ロボット工学のバシーガラン博士は、10年の研究の集大成として自分そっくりのロボット「チッティ」を開発する。しかし、善悪の判断や人間社会の常識が分からないチッティは、町に出るとトラブルばかり起こす。博士はチッティに感情を与えるが、感情を知ったチッティは博士の恋人・サナに恋をし、彼女につきまとうように……。怒った博士によって解体され廃棄されたチッティだったが、バシーガラン博士に恨みを持つボラ博士の手によって改造され、冷酷な殺人マシンとなって復活する……。
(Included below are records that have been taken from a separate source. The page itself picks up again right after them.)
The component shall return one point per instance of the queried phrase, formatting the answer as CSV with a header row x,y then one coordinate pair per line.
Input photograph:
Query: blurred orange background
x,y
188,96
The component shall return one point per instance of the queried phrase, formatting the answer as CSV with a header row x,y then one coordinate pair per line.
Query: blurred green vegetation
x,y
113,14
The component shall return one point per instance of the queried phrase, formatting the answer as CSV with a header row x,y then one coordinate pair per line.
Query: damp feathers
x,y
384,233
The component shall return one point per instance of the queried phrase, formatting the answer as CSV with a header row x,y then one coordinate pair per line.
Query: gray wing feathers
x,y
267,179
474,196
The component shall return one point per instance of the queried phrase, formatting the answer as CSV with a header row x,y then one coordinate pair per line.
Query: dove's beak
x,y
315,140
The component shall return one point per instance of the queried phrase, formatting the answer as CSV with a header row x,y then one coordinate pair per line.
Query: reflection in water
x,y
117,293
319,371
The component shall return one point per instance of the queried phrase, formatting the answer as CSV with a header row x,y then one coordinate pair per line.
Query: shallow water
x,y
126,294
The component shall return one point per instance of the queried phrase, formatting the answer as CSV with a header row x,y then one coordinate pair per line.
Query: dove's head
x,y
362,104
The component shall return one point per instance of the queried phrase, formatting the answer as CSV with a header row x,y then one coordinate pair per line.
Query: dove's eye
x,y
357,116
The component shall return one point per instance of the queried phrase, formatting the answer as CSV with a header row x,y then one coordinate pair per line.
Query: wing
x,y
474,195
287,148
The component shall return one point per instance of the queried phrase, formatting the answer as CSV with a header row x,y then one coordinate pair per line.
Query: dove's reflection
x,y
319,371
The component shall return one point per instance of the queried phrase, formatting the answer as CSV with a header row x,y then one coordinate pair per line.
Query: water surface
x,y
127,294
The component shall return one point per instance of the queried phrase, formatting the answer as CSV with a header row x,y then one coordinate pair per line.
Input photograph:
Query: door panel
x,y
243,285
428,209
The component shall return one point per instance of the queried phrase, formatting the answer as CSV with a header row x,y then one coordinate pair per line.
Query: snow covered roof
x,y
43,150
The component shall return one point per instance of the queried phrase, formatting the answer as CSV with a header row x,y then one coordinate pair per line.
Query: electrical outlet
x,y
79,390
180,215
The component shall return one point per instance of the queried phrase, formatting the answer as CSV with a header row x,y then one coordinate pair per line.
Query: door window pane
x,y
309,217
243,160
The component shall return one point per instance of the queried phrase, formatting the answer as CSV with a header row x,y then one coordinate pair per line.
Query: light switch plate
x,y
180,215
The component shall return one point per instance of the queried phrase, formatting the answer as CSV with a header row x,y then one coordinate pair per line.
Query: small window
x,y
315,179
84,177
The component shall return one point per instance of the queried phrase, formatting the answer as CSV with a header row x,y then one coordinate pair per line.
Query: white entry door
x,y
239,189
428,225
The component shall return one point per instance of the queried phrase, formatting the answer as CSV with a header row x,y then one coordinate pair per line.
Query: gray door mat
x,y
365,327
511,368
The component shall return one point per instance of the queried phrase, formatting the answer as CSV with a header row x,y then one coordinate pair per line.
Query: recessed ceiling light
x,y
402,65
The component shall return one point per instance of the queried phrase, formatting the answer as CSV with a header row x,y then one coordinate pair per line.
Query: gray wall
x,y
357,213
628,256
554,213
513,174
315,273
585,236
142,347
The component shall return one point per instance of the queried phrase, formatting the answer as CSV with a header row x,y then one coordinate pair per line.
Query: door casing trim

感想 (2012年5月12日、109シネマズ富谷にて鑑賞)

いろんな意味で「超絶」な映画。
インド映画界がハリウッドのVFX技術を駆使して生み出したSF超大作。

主演はインドのスーパースター、ラジニカーント。この「スーパースター」ってお世辞でも誇張でもないらしい。オープニング・クレジットで彼の名前がでかでかと……。通称は「スーパースター・ラジニ」だそうです。
今作では、ロボット工学博士のバシーガランと、彼が自分そっくりに作り上げたロボット・チッティの一人二役です。
でも演じ分けという点では、後半チッティが悪いロボットに豹変するので、一人三役と言ってもいいと思う。
アクションもダンスもバリバリこなしてましたが、実はなんと還暦すぎてるオジサン。でも、映画見ただけではギリギリ40代くらいに見えるかな~?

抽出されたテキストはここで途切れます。